The Club's Clubhouse, originally called Shot Hall, is located on Carlisle Bay. It is a classic Regency era house and was erected in 1810 It was originally the private residence of the Officer Commanding the West Indies Company of the Royal Engineers of the British Army. The first Commanding Royal Engineer who occupied Shot Hall was Brigadier-General Sir Charles Shipley.

The origin of the name Shot Hall is unclear but probably derives from two buildings originally located to the north of the Hall described in an 1832 British garrison plan as "Artillery Stores" i.e. artillery shot was stored on the grounds.
After the departure of British Forces from Barbados in 1905-6 the Hall became the residence of Captain W.H.Owen the Marine Superintendent of the Royal Mail Steam Packet Company which owned the property. The building was operated as the Royal Hotel - Barbados from 1911-1918

Subsequent occupants of the Hall included C. Ludlow Livingston the United States Consul (1918-1920), Lt Colonel H. I. F. Yates a British Union Oil Company Executive (1921-1923) and then by a Barbadian businessman Harold Wright. The Club was in occupation of the Hall in 1926.
The Hall underwent extensive structural alteration in or around 1936 with the object of improving the function of the building as a club house. A porte-cochere was built on the east side of the Hall in the early 1950's over the entrance to the clubhouse providing shelter to members arriving by automobile from inclement weather.

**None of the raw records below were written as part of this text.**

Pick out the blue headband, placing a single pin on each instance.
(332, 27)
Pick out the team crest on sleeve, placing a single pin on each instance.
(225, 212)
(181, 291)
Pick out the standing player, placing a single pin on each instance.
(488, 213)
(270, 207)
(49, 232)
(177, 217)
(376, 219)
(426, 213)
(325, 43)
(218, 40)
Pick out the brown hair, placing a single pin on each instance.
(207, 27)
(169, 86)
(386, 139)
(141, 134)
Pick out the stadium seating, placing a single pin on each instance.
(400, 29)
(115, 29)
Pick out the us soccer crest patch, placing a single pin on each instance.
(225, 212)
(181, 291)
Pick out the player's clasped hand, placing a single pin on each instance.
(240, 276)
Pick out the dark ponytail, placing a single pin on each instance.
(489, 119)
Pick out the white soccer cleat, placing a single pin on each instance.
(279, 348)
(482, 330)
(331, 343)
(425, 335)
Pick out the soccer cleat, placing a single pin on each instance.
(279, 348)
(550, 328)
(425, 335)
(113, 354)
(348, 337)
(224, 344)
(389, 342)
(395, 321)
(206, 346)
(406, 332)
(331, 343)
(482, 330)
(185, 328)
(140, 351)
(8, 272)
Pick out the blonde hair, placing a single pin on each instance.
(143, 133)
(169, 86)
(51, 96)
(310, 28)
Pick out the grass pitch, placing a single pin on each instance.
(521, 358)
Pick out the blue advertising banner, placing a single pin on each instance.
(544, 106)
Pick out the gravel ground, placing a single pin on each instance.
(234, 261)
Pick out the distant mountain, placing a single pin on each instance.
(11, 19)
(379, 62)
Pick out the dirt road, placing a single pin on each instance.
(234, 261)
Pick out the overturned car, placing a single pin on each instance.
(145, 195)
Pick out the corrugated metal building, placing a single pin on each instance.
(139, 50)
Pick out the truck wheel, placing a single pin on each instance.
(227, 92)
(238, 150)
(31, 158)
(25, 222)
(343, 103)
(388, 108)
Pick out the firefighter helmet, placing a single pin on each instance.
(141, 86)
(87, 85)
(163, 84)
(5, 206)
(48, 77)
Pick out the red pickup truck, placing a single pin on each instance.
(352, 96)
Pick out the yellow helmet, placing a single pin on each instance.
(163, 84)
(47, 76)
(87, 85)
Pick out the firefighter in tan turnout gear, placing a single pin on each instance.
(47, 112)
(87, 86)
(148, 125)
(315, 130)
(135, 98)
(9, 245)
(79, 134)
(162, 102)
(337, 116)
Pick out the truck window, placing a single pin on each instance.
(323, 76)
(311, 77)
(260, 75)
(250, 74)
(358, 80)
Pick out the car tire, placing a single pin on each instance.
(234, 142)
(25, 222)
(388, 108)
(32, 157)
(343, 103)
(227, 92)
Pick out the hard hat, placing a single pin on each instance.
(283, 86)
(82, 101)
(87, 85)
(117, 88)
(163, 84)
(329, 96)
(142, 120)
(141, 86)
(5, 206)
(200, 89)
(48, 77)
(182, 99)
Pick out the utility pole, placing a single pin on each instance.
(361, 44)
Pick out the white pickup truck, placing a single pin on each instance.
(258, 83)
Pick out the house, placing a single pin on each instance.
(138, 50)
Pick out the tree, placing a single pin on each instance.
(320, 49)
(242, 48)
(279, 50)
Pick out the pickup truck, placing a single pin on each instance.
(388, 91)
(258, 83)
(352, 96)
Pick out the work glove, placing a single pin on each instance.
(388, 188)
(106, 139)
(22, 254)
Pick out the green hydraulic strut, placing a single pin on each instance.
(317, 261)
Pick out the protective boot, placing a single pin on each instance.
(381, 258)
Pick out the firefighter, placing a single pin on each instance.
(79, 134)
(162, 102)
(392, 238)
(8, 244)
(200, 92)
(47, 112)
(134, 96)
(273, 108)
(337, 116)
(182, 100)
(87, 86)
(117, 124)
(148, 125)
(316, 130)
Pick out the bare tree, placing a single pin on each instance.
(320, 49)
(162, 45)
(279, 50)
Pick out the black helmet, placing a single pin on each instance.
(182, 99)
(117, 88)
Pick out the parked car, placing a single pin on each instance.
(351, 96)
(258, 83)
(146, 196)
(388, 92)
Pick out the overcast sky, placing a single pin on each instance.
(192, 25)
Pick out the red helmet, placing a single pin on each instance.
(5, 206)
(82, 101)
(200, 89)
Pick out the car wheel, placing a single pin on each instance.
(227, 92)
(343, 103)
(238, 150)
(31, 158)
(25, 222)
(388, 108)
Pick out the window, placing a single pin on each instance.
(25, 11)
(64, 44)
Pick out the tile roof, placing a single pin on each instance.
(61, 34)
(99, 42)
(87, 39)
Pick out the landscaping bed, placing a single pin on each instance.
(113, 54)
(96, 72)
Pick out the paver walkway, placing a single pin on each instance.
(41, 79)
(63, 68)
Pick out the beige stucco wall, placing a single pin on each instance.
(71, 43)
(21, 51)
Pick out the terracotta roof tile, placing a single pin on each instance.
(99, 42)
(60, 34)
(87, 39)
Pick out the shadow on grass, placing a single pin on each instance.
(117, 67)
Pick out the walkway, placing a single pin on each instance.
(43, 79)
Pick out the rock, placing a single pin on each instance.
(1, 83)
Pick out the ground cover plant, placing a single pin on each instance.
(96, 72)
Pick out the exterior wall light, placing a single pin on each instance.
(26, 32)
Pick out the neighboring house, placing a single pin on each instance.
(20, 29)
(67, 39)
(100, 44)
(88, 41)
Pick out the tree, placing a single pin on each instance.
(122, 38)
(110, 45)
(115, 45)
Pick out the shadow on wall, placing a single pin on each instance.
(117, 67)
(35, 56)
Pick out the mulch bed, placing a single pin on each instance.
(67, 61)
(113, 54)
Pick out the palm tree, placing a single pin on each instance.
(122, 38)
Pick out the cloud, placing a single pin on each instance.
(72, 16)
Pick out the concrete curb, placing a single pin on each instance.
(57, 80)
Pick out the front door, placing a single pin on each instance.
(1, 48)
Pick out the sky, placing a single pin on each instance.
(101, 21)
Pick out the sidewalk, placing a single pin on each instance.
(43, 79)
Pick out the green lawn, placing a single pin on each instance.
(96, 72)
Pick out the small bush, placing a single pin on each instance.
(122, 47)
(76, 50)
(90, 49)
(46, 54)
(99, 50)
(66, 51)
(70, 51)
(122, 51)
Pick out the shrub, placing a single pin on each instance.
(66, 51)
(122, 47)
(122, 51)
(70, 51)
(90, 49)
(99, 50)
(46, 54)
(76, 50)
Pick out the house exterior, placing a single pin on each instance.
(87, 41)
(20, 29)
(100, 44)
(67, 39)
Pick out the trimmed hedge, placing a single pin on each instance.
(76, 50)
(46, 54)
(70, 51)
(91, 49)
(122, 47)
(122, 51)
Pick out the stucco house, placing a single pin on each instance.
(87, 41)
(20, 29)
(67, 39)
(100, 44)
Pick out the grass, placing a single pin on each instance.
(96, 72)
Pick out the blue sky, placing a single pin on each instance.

==Club Amenities and Activities==

Over the years there have been different sailboat classes raced at the Club including the Star (keelboat), Fireball (dinghy) and J24 Classes

The Club has 4 tennis courts, a pickleball court, dining facilities and a beach bar. The beach bar was constructed in 2006.

In 2014 a new building was constructed containing new facilities including a gym for members use on the south side of the property next to the beach bar.

Most members boats are stored on land and launched and hauled out on the beach. Some member yachts are on moorings in Carlisle Bay. There are no dockage facilities.

==Militaria on Club Grounds==

At the Club’s driveway entrance gate there are 4 columns in the walls surmounted by 24 pound cannonballs painted blue.

Adjacent to the Beach Bar is a mounted eighteenth century British 24-pounder long gun bearing the royal cypher of King George II of Great Britain. The cannon was found during excavations of the Eastern Boat Dock in the Club’s boat yard in 2012. The cannon was installed in memory of a club member Major Mike Hartland.

To the east of the clubhouse in the driveway turning circle are 2 19th century mounted 24 pounder carronade found during demolition and excavation of a Royal Navy building to the northeast of Shot Hall.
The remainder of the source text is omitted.